Ten minutes later, though, as there were maybe a dozen of us spread out in Suzanne's parents' living room, a box of old video tapes on the floor before us, Heather shaking up grape-vodka-and-Sprites, I came to the sudden realization of how wrong my own vision of this "house party" was going to be. On one side of the room, there was Nick making his "Vanguard Grill" face, and on the other side of the room, Suzanne was popping a TV production video tape into the VCR, and then everyone was laughing at old 1998-99 haircuts and clothes, and saying things like "Whatever happened to him?" and "Oh my God, do you remember when...?" and yes, we were watching a full video yearbook of morning announcements and outtakes and it was as if I'd wandered into Patty and Selma's home for a slide show from their latest vacation, and while everyone else laughed and high-fived and knee-slapped and nudge-nudged, I sat with a straight face for fifteen minutes (that's how long these home movies lasted, right?), wondering if Suzanne's parents perhaps had any Diet Coke two-liters in the fridge.
I checked. Nothing. Just some Sprite, some OJ, some milk, and a box of cereal on the counter.
"Suzanne, where are your parents?" I asked. "Do they not have any soda stashed anywhere?"
"Well," she said, likely annoyed that I was rummaging, but also too engrossed in watching old videos to really stop me, "they don't live here anymore, Nathan."
"They don't...live here?"
"They have a new house. This one's up for sale."
And suddenly it made sense. Horrible, horrible sense. When I'd walked to the bathroom earlier, the hallways and bedrooms had all seemed remarkably empty, and it was indeed strange that these people would only have an old-school TV and VCR (no cable, no DVD player), but who am I to judge? It was Ocala, after all. But now the pieces fit: empty for-sale house.
"So they don't keep, like, Diet Coke anywhere? Just in case they come back for an afternoon?" I asked.
"Let it go," Heather said. "Come watch the video."
House party, I thought. Sober. No Diet Coke. And I took my seat again, and the videos kept going, twenty minutes, thirty, certainly no high school video would last longer than half-an-hour?, then forty-five minutes, and by the time we neared the third hour of collected video footage, old pep rallies and Powder Puffs, and Melissa and Heather doing some sort of strange '90s dance together, and Reel Big Fish and Mighty Mighty Bosstones playing as a soundtrack, and Dating Tips for Valentine's Day! and institutionally lit high school hallways, and re-living memories that were not my own, and it was all too much, too much, and by the time we left at 2 AM or 3 AM or whenever, I knew that I could pitch to Dick Cheney a much better and more frightening option than water-boarding.

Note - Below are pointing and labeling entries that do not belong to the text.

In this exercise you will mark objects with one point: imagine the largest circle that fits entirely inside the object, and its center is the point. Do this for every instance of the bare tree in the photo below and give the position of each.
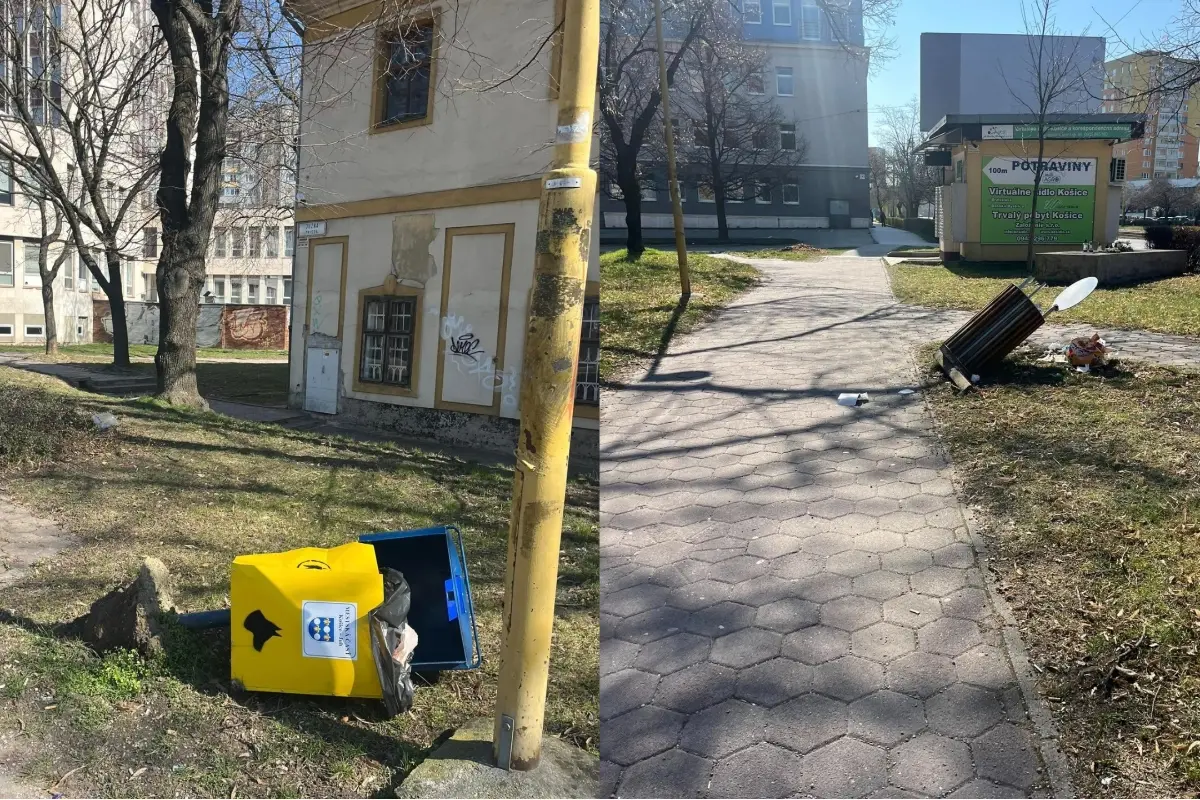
(48, 230)
(629, 90)
(76, 121)
(1053, 78)
(910, 180)
(739, 136)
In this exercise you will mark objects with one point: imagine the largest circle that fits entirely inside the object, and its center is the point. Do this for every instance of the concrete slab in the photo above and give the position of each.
(462, 768)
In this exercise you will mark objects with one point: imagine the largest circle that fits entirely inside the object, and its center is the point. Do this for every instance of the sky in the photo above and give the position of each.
(894, 83)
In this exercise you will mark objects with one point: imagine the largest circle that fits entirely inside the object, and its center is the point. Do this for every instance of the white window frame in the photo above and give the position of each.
(12, 264)
(787, 125)
(810, 18)
(791, 76)
(775, 5)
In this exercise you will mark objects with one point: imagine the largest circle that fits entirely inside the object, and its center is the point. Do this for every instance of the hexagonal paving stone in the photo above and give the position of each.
(797, 565)
(807, 722)
(821, 588)
(635, 600)
(667, 775)
(652, 625)
(673, 653)
(851, 612)
(984, 666)
(640, 734)
(964, 711)
(949, 637)
(817, 644)
(880, 585)
(967, 603)
(773, 546)
(625, 691)
(981, 788)
(931, 764)
(844, 769)
(847, 678)
(912, 611)
(852, 563)
(761, 771)
(742, 567)
(886, 717)
(723, 729)
(1007, 753)
(774, 681)
(616, 655)
(745, 647)
(787, 614)
(907, 560)
(695, 687)
(939, 581)
(699, 595)
(720, 619)
(882, 642)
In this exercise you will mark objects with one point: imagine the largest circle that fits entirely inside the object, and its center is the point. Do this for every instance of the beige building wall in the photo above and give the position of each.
(443, 210)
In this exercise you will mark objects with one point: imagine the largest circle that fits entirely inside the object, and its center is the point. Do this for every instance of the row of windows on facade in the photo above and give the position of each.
(756, 192)
(781, 14)
(251, 242)
(269, 294)
(781, 137)
(389, 329)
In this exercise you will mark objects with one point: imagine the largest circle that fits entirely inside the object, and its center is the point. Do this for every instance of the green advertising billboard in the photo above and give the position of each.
(1066, 200)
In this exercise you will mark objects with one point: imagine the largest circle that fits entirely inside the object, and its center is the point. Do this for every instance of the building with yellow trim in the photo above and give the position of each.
(425, 131)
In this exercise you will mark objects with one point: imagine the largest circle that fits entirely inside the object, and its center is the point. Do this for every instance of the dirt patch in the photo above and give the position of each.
(1089, 487)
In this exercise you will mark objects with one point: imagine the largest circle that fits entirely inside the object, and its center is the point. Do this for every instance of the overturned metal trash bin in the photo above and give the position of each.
(990, 335)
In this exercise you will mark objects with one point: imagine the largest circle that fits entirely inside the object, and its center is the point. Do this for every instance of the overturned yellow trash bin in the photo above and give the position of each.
(300, 620)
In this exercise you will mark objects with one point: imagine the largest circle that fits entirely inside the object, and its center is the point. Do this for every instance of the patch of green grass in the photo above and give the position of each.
(197, 489)
(1091, 487)
(641, 304)
(1170, 306)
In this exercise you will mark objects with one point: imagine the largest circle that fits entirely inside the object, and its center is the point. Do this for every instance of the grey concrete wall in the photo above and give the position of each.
(1110, 269)
(990, 73)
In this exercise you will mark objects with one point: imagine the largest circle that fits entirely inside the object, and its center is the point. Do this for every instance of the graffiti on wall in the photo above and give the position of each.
(473, 360)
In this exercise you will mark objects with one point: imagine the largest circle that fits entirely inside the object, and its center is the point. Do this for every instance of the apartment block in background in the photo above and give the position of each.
(1169, 148)
(816, 74)
(420, 217)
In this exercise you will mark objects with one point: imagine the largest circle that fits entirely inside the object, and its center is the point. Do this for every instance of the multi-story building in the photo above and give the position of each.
(1169, 148)
(424, 139)
(816, 74)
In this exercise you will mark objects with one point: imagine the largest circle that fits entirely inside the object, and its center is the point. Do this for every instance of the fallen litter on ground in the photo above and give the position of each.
(853, 398)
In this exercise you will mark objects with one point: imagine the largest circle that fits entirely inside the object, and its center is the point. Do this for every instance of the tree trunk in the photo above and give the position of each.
(117, 308)
(631, 194)
(723, 223)
(180, 280)
(52, 329)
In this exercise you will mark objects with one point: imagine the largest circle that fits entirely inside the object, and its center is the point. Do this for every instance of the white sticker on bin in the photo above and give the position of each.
(329, 630)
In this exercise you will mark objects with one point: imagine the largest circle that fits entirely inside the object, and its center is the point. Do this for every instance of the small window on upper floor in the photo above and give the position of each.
(406, 77)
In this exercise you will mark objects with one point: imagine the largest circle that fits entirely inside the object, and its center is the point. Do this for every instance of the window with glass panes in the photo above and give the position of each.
(388, 326)
(587, 379)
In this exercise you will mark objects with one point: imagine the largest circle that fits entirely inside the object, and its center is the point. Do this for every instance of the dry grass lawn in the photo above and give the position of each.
(196, 491)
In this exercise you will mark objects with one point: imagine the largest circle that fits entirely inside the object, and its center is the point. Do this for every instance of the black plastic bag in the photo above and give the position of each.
(393, 643)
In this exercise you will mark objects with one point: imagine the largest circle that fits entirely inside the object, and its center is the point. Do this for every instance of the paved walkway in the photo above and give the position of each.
(791, 599)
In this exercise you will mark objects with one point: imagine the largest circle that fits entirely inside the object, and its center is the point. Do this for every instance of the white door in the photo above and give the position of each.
(321, 388)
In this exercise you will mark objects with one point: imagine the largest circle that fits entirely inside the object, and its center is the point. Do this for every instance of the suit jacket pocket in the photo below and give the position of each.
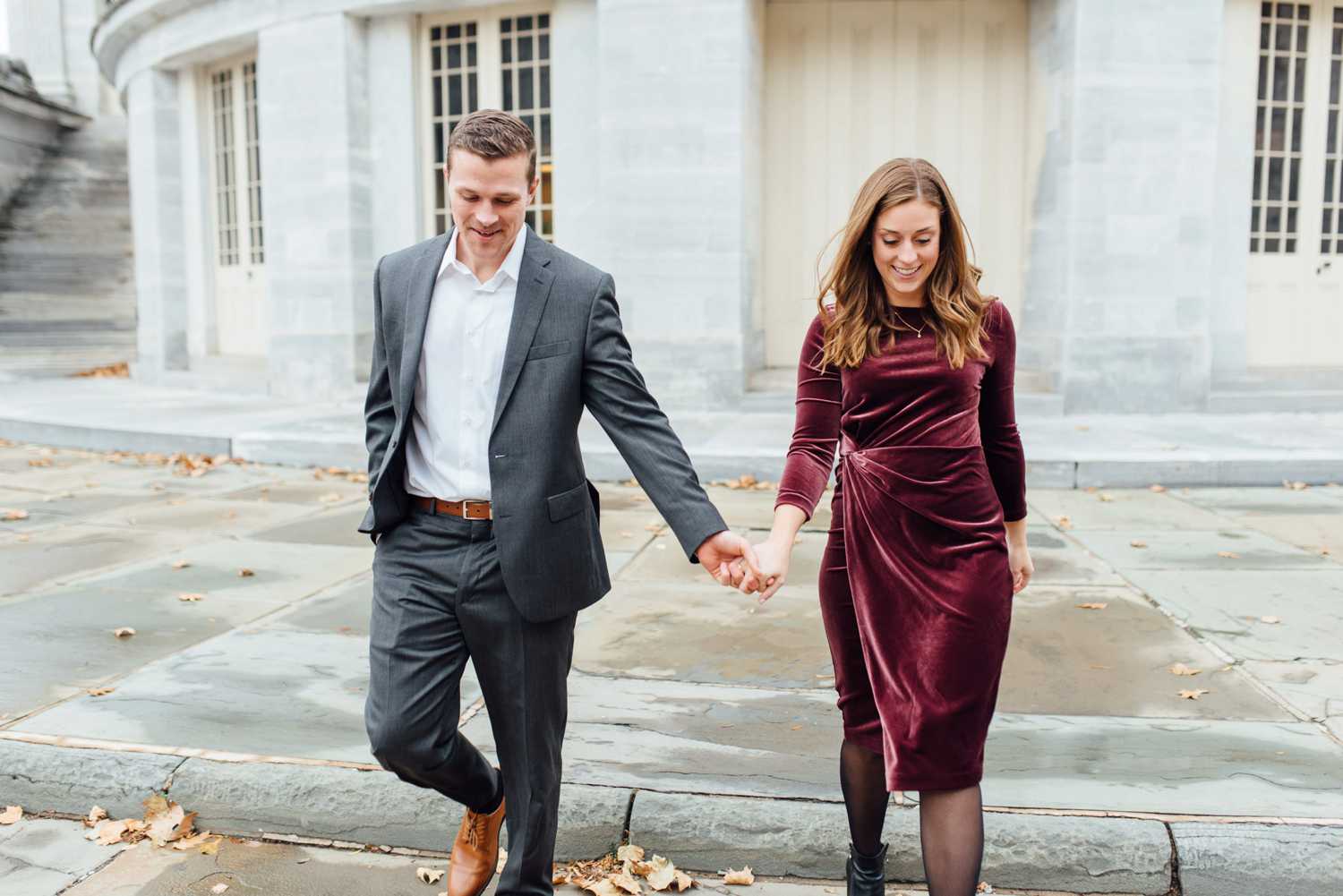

Expectations, expectations. At the start of the night, they'd kept me going. By the end of the night, they'd grounded me, made a horrorshow of what I was suddenly expecting to be an interesting experience. A spouse at his wife's 10-year reunion: and now I had the dreariest, most depressing expectations for the big night, the Saturday dinner and dance.
2 comments:
arrogant bastard is not an ipa, shithead.
Okay, "JJR2378BALLR" (who, by the way, elects to remain anonymous), it's technically an American Strong Ale. But it's damn close, and many strong ales are technically Double IPAs. Thank you for being a typical douchebag comment-boarder by posting a negative comment (complete with insult and swear word and bad grammar) that in no way addresses the posting itself, electing instead to focus upon some tiny nit-pick detail that--you hope, by identifying--will make you appear to be an authority. Good luck with that.